Basically, pausing during the game should be at least as informative as the preview.
Not displaying vital information during the game is bad. It's comparable to making the exit invisible and showing it only on the preview screen. I don't know any other game than Lemmings that shows the target once, then hides it permanently.
Watching other people play suggests that I'm not alone with forgetting (initial) and (required). Ichotolot has watched namida's live recordings, and namida goes back to the preview occasionally to read the numbers.
Making people remember numbers is a cognitive load that we cannot justify. Whenever we can remove mechanical thinking, it's a good thing to do. Then, we can focus on other things.
People are good at pattern recognition, not at remembering numbers. So let's allow them to do the joyful pattern recognition first, by looking at the level inside the game.

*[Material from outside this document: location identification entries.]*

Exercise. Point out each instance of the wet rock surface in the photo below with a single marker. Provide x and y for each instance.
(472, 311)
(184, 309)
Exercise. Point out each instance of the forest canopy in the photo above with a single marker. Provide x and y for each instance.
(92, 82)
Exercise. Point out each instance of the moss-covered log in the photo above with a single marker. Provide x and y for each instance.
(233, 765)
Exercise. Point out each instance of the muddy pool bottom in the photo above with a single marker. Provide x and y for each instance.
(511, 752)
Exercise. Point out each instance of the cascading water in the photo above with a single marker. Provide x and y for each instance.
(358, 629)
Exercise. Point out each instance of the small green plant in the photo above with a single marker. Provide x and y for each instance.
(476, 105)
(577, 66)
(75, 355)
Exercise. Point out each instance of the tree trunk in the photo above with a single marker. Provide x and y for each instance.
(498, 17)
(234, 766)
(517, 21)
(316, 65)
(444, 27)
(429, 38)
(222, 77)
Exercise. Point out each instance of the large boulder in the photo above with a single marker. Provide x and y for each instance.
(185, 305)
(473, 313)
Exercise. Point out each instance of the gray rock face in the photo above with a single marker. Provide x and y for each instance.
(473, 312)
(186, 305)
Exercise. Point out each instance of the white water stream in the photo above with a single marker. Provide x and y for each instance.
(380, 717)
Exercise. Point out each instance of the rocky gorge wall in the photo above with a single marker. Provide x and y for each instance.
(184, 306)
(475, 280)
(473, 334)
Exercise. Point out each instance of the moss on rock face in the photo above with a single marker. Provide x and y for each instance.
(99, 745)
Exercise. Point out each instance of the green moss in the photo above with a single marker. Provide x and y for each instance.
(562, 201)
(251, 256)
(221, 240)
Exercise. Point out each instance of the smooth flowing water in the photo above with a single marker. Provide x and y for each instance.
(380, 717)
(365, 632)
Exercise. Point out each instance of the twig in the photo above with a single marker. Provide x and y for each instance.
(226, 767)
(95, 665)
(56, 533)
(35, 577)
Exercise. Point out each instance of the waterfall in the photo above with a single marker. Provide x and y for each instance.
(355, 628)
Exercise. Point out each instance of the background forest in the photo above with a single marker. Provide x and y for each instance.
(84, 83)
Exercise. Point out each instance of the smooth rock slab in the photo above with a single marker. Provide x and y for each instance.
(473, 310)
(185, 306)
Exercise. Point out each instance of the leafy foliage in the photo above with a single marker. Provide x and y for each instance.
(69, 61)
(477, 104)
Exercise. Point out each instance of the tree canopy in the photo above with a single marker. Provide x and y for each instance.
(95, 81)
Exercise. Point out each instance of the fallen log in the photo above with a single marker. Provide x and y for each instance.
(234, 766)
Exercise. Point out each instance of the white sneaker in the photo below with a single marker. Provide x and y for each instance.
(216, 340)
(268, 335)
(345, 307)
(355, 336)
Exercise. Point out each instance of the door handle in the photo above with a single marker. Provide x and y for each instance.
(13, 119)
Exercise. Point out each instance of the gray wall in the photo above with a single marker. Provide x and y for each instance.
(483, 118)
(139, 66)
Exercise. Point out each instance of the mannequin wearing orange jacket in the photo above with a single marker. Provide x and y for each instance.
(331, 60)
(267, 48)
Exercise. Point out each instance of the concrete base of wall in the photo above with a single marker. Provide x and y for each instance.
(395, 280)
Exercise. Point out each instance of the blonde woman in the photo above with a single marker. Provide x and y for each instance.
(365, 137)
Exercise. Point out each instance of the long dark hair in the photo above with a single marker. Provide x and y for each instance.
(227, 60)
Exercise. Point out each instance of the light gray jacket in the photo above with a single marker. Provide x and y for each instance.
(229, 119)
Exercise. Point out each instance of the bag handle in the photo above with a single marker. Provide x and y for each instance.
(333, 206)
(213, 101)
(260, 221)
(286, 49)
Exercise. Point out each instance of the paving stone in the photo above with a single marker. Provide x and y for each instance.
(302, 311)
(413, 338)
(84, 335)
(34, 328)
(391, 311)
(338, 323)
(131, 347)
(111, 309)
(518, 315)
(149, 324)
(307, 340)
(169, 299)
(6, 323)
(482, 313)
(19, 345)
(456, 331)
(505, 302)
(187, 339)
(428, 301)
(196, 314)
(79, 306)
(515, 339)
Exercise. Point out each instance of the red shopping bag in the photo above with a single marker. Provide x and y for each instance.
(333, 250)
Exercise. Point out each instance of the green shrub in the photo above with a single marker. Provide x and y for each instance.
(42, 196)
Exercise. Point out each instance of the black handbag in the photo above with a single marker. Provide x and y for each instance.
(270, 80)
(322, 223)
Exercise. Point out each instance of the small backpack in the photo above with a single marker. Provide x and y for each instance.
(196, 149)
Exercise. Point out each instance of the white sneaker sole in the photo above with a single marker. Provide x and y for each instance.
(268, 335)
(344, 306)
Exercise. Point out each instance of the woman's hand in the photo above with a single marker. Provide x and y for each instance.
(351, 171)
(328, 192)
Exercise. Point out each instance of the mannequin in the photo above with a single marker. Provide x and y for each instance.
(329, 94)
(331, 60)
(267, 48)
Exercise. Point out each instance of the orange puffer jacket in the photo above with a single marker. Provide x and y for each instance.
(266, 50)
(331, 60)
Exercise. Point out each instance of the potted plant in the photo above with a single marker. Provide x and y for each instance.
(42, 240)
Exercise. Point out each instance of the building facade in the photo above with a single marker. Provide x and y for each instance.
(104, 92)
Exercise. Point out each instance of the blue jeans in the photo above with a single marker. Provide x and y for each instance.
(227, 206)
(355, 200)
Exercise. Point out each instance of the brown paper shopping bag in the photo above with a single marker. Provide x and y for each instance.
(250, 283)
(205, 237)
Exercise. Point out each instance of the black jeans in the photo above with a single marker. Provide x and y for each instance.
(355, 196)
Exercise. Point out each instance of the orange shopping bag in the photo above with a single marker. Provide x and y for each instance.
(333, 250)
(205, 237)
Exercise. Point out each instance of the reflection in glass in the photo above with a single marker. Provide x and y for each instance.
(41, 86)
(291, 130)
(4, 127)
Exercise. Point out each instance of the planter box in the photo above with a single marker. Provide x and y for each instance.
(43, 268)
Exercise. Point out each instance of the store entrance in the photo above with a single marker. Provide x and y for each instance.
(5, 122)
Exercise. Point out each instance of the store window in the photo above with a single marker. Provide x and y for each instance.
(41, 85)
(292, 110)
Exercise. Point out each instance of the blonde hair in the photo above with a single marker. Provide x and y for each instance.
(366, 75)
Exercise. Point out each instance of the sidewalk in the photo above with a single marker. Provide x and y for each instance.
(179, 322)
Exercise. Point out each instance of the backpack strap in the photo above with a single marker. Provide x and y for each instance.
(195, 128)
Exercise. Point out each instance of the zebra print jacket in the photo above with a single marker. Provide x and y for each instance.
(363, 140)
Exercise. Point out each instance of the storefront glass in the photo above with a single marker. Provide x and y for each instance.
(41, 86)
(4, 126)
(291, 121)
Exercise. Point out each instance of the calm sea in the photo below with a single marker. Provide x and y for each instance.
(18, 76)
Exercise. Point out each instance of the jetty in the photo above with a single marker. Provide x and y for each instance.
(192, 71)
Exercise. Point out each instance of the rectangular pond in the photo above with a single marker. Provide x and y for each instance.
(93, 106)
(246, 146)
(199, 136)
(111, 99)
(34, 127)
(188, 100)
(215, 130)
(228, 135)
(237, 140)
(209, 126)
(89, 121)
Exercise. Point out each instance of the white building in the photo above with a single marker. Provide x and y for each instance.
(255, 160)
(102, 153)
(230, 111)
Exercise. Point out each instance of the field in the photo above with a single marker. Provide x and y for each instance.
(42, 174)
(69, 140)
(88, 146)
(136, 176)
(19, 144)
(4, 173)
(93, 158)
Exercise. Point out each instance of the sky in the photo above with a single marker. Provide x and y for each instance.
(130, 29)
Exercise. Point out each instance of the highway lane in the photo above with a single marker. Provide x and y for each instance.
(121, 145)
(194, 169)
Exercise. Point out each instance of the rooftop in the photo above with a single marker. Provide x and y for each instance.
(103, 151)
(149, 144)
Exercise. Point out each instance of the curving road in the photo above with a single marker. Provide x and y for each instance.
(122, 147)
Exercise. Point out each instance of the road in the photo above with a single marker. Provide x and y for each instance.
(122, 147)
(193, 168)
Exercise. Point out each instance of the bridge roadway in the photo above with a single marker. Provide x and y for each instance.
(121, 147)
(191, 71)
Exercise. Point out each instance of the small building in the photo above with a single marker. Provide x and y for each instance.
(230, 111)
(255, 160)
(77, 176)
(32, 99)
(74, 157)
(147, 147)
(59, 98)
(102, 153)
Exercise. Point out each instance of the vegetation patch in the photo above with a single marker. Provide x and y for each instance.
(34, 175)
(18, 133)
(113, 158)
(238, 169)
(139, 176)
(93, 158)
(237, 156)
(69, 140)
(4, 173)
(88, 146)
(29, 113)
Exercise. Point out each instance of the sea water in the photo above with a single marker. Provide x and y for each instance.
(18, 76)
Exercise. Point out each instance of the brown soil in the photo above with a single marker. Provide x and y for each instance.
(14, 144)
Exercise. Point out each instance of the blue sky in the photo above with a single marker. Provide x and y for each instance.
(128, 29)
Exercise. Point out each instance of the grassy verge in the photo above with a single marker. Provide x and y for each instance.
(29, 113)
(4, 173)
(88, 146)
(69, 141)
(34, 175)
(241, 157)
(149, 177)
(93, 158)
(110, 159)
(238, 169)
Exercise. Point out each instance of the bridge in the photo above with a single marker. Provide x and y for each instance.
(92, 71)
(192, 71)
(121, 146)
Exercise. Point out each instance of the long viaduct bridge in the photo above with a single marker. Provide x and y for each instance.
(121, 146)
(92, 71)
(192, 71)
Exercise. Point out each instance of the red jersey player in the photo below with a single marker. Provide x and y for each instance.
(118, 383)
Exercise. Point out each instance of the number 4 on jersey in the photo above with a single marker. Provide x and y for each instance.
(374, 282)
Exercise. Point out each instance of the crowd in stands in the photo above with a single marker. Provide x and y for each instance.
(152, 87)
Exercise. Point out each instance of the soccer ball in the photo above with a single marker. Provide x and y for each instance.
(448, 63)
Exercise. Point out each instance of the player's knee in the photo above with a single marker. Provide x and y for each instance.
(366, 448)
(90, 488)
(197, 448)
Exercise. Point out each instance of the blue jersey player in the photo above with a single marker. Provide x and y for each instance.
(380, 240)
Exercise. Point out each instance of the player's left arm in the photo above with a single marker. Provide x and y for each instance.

If an interface has problems, but there is no alternative program, people will use it anyway. And they will learn it, and learn to work around its shortcomings. Lemmings in the early 1990's was exactly such a program. :-)
Uncluttered GUI is a very strong argument in general. When an interface looks like an airplane cockpit, it's badly designed. With too many functions and statistics, you can't make a permanent button/display for everything. However, in the case at hand, we have 2 extremely vital numbers, not 5 rarely needed buttons.
I've always thought that you need 4 numbers for an adequate full-information display: (initial), (out+hatch), (saved), (required). Alone, (out) isn't too useful, either (out+hatch) or (initial-dead) seems better.
From your suggestion of (dead), I suspect there's a 3-number combo that works completely well: (dead), (maxdead = initial - required) and either one of (initial), (out+hatch), (initial - dead). The reasoning is that in singleplayer, we don't care about how many are saved exactly. We mostly care about how many we can still neglect. It remains important to know the initial count for general early-level planning.
Well, the contest levels are about saving a small amount. Here, we care about the exact number to save, not about the neglected. ;-) This type of level is not as common as save-79/80-levels.